Correo de contacto (profesorcastrocuba@aol.com)
Cuban narco-trafficker
in the Summit of the Americas?
Manuel Castro Rodríguez
Juan C. Varela
President of Panama
President Varela,
Don’t you know that Fidel y Raúl Castrohave been implicated in drug trafficking? For example, according to The New York Times:
“In his second day of testimony at the Federal Court trial of Gen. Manuel Antonio Noriega, the witness, Carlos Lehder Rivas, said he met twice in Havana with Gen. Raul Castro, Cuba’s Minister of Defense, to gain permission for cocaine shipments to fly over Cuban territory on their way to Florida.”
Who was Carlos Lehder Rivas? He was one of the founders of the Medellin Cartel. When he was captured, he was one of the principal chiefs of the drug cartel.
After Colombian Minister of Justice Rodrigo Lara Bonilla was assassinated, then president of Colombia Belisario Betancur announced that he would be willing to extradite the nation’s wanted drug-traffickers. In 1987, Carlos Lehder Rivas was captured and extradited to the United States. At the time, his arrest and extradition was the hardest to beat drug cartel. He was tried on drug-smuggling and racketeering charges.
The American fugitive Robert L. Vesco died in November 2007 in Cuba. He was wanted in the United States for crimes ranging from securities fraud and drug trafficking to political bribery. He was protected by the Castro brothers since 1982. Fidel Castro said in 1985 that Cuba allowed Vesco to come for medical treatment, accusing U.S. officials of persecuting the fugitive. Cuban dictator did not specify the nature of the medical problems of Vesco.
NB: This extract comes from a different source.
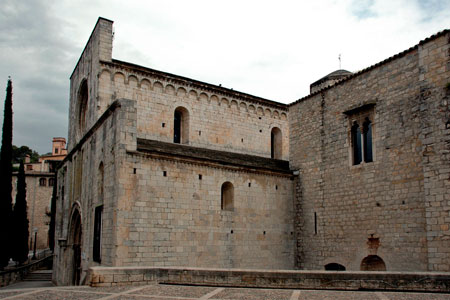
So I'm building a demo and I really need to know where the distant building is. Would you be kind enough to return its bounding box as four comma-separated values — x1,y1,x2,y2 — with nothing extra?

A U.S. federal grand jury indictment accused Vesco of working with Carlos Lehder Rivas to win Cuban permission for drug flights over the island. According to the indictment, Vesco obtained approval from Cuban authorities for this arrangement. Cuban Air Force General Rafael del Pino, who defected in 1987, reported that all the planes flying over Cuba that veered off from the approved air corridors for commercial and private aircraft had to be cleared with the office of Raúl Castro at the Ministry of the Revolutionary Armed Forces.
According to ABC News:
“Federal prosecutors in Miami were prepared to indict Raul Castro as the head of a major cocaine smuggling conspiracy in 1993, but the Clinton Administration Justice Department overruled them, current and former Justice Department officials tell ABC News. The officials say Castro, as Cuban Defense Minister, permitted Colombian drug lords to pay for the use of Cuban waters and airstrips as staging grounds for smuggling runs into the United States in the 1980s and early 1990s. ‘It was a major investigation involving numerous witnesses that was killed at the highest levels in Washington,’ said a former Justice Department official with direct knowledge of the case. ‘There were numerous national security and intelligence issues that would have made the case difficult,’ said Tom Cash, the former head of the Drug Enforcement Administration office in Miami. Convicted Colombian drug boss Carlos Lehder of the Medellin cartel testified in a 1991 federal trial that he met twice in Havana with Raul Castro to arrange safe passage for cocaine flights over Cuban airspace. The draft indictment, as described by a former Justice Department official who saw it, listed Raul Castro as the leader of a conspiracy involved in smuggling seven and a half tons of cocaine into the United States over a 10-year period. At least a dozen other Cubans were also to be indicted…”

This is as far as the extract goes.